Menurut BMKG, heatwave umumnya terjadi pada wilayah yang terletak pada lintang menengah dan tinggi, tepatnya di belahan bumi bagian utara maupun di belahan bumi bagian selatan. Lalu, wilayah geografisnya memiliki atau berdekatan dengan massa daratan dengan luasan yang besar atau wilayah kontinental atau sub-kontinental.
Deputi Bidang Meteorologi BMKG, Guswanto mengatakan, secara karakteristik fenomena dan data indikator statistik suhu, kemungkinan terjadinya heatwave di Indonesia sangat kecil. Apalagi, Indonesia merupakan negara yang kondisi geografisnya merupakan negara kepulauan.
Menurut Guswanto, kondisi panas saat ini terjadi karena adanya sebuah panas terik suhu harian, bukan gelombang panas seperti di negara-negara Asia lainnya.

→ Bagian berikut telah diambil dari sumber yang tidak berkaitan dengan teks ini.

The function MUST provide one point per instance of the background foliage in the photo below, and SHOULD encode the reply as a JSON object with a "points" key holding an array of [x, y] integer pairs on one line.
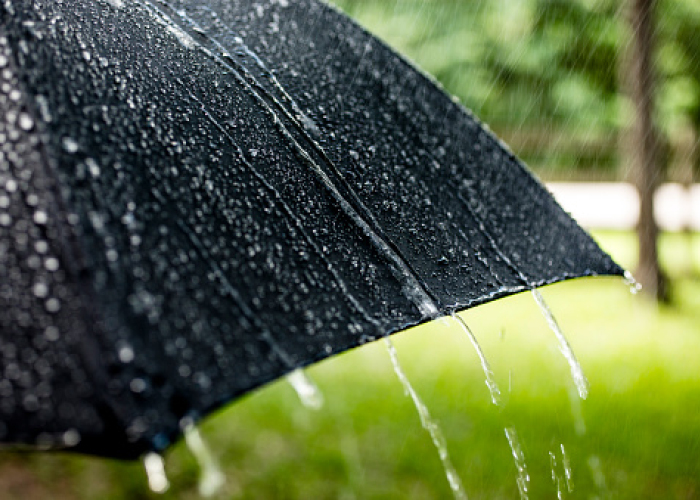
{"points": [[544, 74]]}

BACA JUGA: Tips Menghadapi Cuaca Panas Ekstrem di Indonesia
“Sebab, yang terjadi di Indonesia lebih cenderung disebabkan oleh faktor gerak semu matahari. Setelah dari ekuator, bergerak ke belahan bumi bagian utara dan ini rutin berlangsung setiap tahun,” ungkap Guswanto kepada Greeners, Kamis (2/5).
Selain itu, gelombang panas atau heatwave merupakan suatu periode cuaca dengan suhu tinggi yang tidak normal selama lima hari atau lebih secara berturut-turut. Selama gelombang panas, suhu akan naik melebihi suhu maksimum harian. Misalnya, suhu di suatu lokasi akan lebih panas lima derajat dari suhu maksimum.

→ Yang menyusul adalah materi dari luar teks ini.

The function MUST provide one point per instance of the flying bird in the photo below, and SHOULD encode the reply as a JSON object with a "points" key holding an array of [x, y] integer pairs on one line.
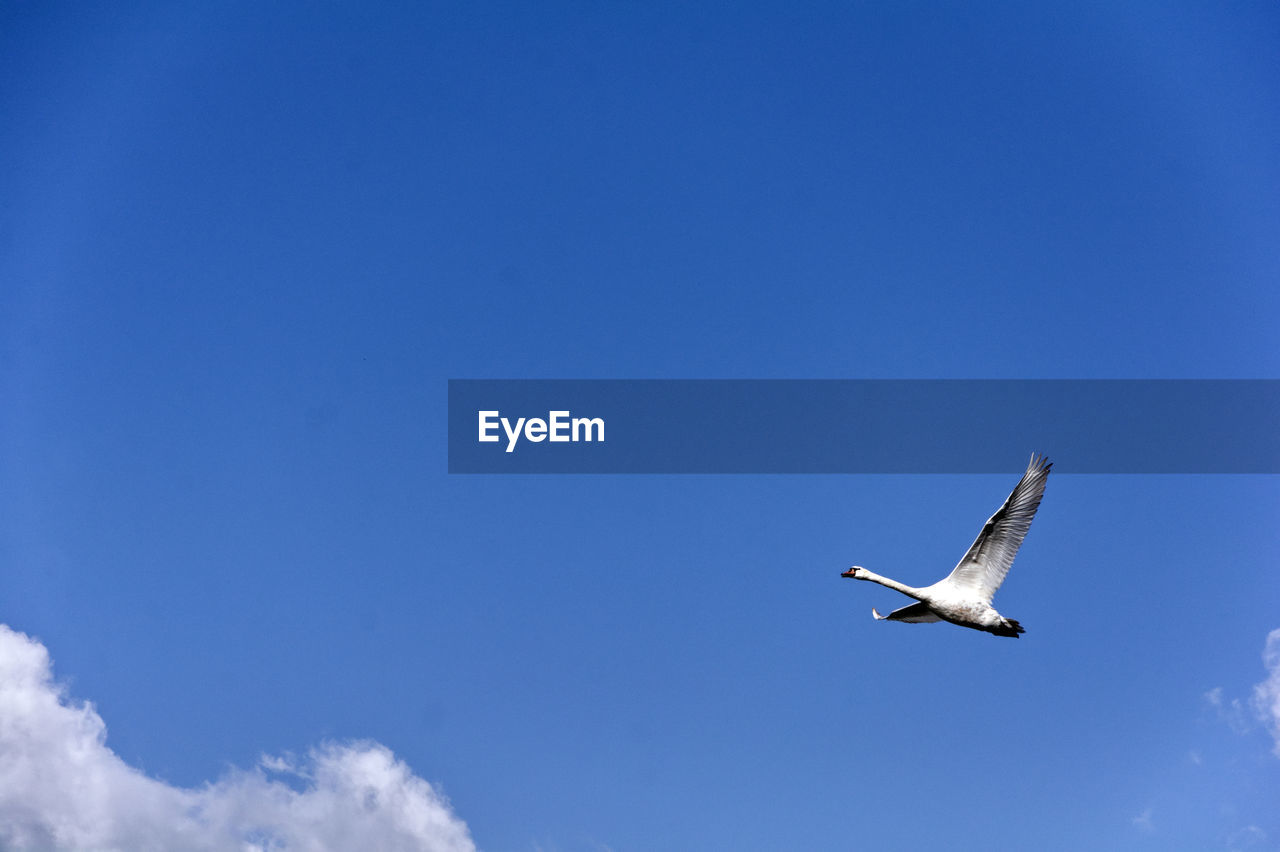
{"points": [[964, 596]]}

Berdasarkan tinjauan BMKG, Indonesia belum memenuhi indikator tersebut sehingga dapat BMKG pastikan Indonesia tidak masuk dalam kategori gelombang panas.
Heat Wave Melanda Asia
Kini, fenomena gelombang panas ekstrem tengah melanda negara-negara Asia. Suhu di Thailand mencapai lebih dari 52 derajat Celsius, Filipina 38,8 derajat Celsius, Myanmar 46 derajat Celsius, dan India 42 derajat Celsius.
Penyebab gelombang panas adalah terbentuknya pusat pusaran tinggi di atmosfer. Menurut Guswanto, diameternya yang lebih dari lima kilo membuat udara panas bisa bertahan di satu tempat dalam jangka waktu cukup lama.

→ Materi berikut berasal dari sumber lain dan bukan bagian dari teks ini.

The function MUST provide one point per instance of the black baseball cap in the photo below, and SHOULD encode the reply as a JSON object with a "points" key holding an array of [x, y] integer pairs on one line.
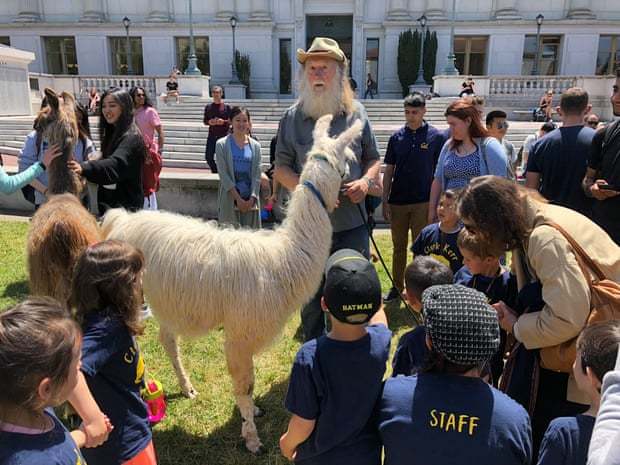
{"points": [[352, 288]]}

Sementara di Indonesia, suhu udara maksimum 35,6 derajat Celsius berada di Jayapura, Papua. Laporan itu tercatat pada tanggal 26 April 2024. Namun, kemungkinan besar saat ini suhu sudah menurun.
Guswanto menambahkan, peningkatan suhu tersebut terjadi karena posisi semu matahari pada bulan April berada dekat sekitar khatulistiwa. Hal itu menyebabkan suhu udara di sebagian wilayah Indonesia menjadi relatif cukup terik saat siang hari.
Masyarakat Antisipasi Panas
Meskipun tidak mengalami gelombang panas, Indonesia mengalami suhu panas terik harian. Pada kondisi ini, tingkat perawanan akan cukup rendah pada siang hari.
Maka dari itu, BMKG mengimbau masyarakat untuk mengantisipasi panas ini dengan meningkatkan daya tahan tubuh dengan memenuhi kebutuhan cairan. Kemudian, bagi masyarakat yang beraktivitas di luar ruangan sebaiknya menggunakan sunblock dan hindari penggunaan pakaian berwarna terang.
BACA JUGA: Cuaca Panas Ekstrem, Pertanda Dampak Perubahan Iklim
“Masyarakat bisa memantau informasi cuaca dan suhu di media sosial atau website BMKG supaya terhindar dari hoaks,” tegas Guswanto.
BMKG memperkirakan Indonesia akan memasuki puncak musim kemarau pada bulan Juli dan Agustus. Selama periode ini, suhu kemungkinan akan meningkat.